Objective: This study aimed to investigate the mechanism of primary cortical neuron injury induced by high concentrations of copper by observing the effect of aceticum culture medium on apoptosis of rat primary cortical neurons and expression of cleaved caspase 3, caspase 8 and caspase 9.
Methods: Primary cortical neurons were cultured for 72 hrs and then exposed to different concentrations of aceticum culture medium (20, 40 and 80 microM). The viability of neurons was detected by the MTT method. Apoptosis was observed by Hoechst33258 and flow cytometry Annexin V/PI. Expression of caspase 3, caspase 8 and caspase 9 was measured by Western blot.
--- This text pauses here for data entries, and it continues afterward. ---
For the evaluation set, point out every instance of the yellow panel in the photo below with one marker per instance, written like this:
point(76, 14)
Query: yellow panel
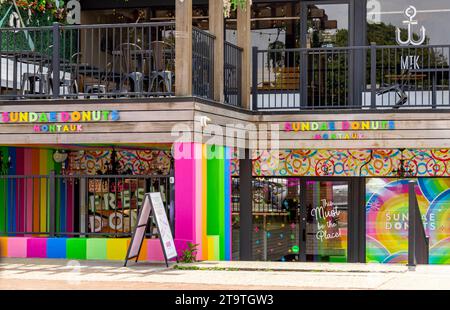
point(213, 248)
point(116, 249)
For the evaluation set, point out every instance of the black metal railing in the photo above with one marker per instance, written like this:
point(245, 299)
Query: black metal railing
point(368, 77)
point(84, 205)
point(232, 74)
point(88, 61)
point(203, 64)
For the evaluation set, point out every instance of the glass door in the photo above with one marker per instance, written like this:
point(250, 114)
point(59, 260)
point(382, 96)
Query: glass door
point(324, 209)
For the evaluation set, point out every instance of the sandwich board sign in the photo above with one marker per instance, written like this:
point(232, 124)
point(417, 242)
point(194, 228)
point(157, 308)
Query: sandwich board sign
point(153, 206)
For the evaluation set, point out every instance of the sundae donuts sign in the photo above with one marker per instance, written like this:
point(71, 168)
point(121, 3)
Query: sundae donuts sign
point(338, 130)
point(59, 122)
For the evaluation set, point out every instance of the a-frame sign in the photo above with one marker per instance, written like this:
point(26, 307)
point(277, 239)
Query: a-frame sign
point(153, 206)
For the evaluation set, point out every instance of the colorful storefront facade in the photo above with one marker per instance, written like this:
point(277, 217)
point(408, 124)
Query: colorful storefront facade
point(334, 125)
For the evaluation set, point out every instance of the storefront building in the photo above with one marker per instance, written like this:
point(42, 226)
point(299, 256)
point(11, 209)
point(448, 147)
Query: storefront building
point(351, 95)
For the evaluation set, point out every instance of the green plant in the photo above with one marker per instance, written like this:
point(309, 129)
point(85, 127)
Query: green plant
point(189, 255)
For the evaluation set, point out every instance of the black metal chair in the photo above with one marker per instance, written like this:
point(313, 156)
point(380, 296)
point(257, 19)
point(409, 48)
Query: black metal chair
point(162, 68)
point(131, 68)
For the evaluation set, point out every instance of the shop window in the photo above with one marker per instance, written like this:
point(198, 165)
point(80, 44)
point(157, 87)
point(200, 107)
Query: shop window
point(387, 219)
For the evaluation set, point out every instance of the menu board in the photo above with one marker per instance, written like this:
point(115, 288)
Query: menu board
point(165, 233)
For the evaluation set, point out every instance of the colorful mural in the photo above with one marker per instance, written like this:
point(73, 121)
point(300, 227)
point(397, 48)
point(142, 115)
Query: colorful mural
point(387, 219)
point(348, 163)
point(23, 202)
point(138, 162)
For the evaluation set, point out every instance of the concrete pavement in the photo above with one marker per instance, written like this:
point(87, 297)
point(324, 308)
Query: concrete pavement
point(63, 274)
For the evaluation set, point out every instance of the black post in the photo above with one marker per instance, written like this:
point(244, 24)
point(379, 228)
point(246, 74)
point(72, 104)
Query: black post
point(411, 224)
point(245, 208)
point(52, 202)
point(255, 78)
point(56, 60)
point(373, 75)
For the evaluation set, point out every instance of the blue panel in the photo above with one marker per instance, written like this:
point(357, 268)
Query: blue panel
point(56, 248)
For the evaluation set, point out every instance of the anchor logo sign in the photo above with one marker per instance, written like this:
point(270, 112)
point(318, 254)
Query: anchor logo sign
point(411, 12)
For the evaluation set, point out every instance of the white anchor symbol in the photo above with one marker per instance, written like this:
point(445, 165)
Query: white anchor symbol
point(411, 12)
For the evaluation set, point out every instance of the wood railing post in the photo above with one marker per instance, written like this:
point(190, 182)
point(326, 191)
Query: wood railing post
point(183, 48)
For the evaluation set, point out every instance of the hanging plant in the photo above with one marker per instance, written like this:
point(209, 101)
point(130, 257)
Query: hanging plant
point(233, 5)
point(36, 12)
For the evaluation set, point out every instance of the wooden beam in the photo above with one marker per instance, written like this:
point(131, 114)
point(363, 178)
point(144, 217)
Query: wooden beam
point(244, 39)
point(216, 27)
point(183, 48)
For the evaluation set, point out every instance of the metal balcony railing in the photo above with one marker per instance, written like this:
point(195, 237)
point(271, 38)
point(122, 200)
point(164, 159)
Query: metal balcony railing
point(88, 61)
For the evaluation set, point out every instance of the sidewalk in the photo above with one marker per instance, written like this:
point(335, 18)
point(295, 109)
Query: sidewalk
point(63, 274)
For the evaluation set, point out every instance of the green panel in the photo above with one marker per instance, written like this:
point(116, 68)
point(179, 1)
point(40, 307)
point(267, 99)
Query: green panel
point(338, 259)
point(216, 195)
point(76, 248)
point(96, 249)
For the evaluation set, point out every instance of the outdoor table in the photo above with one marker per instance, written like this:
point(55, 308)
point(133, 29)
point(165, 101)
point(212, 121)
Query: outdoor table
point(30, 57)
point(433, 72)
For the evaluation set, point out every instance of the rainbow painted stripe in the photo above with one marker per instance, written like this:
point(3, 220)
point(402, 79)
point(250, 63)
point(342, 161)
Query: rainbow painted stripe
point(77, 248)
point(387, 209)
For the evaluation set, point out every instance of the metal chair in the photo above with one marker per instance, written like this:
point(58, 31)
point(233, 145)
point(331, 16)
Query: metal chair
point(133, 70)
point(399, 90)
point(103, 87)
point(35, 83)
point(160, 66)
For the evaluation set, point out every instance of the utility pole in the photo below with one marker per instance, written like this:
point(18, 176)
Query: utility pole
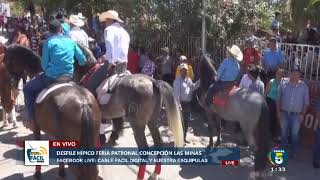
point(203, 36)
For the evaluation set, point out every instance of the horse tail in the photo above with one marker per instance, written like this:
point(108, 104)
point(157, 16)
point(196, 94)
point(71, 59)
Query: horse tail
point(172, 110)
point(263, 138)
point(86, 139)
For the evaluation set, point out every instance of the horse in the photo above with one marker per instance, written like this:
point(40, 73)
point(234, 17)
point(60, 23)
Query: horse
point(139, 99)
point(247, 108)
point(55, 113)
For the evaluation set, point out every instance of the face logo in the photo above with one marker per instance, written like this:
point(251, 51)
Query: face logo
point(37, 153)
point(278, 157)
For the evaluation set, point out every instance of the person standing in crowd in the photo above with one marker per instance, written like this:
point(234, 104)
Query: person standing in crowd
point(272, 59)
point(142, 58)
point(149, 66)
point(275, 27)
point(76, 33)
point(271, 94)
point(21, 38)
point(316, 149)
point(251, 55)
point(57, 60)
point(167, 66)
point(256, 85)
point(292, 103)
point(65, 26)
point(183, 88)
point(133, 60)
point(183, 60)
point(228, 72)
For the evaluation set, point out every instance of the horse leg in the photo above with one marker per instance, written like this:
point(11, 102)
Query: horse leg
point(4, 118)
point(37, 136)
point(157, 143)
point(102, 136)
point(13, 117)
point(141, 141)
point(117, 124)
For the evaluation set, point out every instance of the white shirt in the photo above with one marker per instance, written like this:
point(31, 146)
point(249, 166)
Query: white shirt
point(117, 43)
point(79, 36)
point(245, 82)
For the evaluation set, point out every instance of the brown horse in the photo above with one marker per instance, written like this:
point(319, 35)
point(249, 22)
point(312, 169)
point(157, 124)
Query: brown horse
point(68, 113)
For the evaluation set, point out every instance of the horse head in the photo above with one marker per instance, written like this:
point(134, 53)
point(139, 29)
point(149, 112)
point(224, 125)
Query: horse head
point(20, 60)
point(8, 96)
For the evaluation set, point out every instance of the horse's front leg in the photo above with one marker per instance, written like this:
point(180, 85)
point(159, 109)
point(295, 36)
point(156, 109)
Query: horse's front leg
point(37, 136)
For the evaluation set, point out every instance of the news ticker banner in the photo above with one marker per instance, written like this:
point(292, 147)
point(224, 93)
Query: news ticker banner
point(69, 152)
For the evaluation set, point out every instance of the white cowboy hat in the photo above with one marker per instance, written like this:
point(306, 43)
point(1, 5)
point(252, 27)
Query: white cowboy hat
point(3, 40)
point(111, 14)
point(75, 20)
point(183, 58)
point(183, 66)
point(81, 16)
point(235, 51)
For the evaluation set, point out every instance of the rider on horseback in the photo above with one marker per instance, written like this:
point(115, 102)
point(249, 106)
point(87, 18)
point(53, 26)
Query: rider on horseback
point(57, 61)
point(228, 72)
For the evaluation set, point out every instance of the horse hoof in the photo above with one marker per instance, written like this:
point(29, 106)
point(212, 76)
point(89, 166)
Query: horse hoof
point(62, 174)
point(37, 175)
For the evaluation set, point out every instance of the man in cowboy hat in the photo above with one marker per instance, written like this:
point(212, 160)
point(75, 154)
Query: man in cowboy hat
point(117, 42)
point(183, 88)
point(228, 71)
point(76, 33)
point(292, 104)
point(183, 59)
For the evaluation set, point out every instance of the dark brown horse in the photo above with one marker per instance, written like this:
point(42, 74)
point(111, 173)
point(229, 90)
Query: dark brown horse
point(68, 113)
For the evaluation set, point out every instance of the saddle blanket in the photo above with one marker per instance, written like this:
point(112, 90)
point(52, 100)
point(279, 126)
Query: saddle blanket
point(44, 93)
point(222, 98)
point(104, 91)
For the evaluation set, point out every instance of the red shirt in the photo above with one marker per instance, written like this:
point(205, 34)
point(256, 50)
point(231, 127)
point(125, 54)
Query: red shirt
point(133, 62)
point(250, 56)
Results: Following incubation with aceticum culture medium, apoptosis of neurons was induced. Theviability of neurons was remarkably reduced and the rate of apoptosis was tremendously increased in a concentration dependent manner. Caspase 8 and caspase 9 were activated in 20 microM of copper aceticum culture medium 4 hrs after incubation and peaked at 48 hrs in various concentrations of copper aceticum culture medium, presenting with a time and concentration dependent manner. The activated caspase 3 was observed in 20 microM of copper aceticum culture medium 24 hrs after incubation, which was later than the activated caspase 8 and caspase 9. Caspase 3 expression reached a peak 48 hrs in various concentrations of copper aceticum culture medium, presenting with a time and concentration dependent manner.
Conclusions: The apoptosis of primary cortical neurons can be induced by copper. Caspase 3, caspase 8 and caspase 9 cascade reaction may involve in the apoptosis of copper induced rat primary cortical neurons.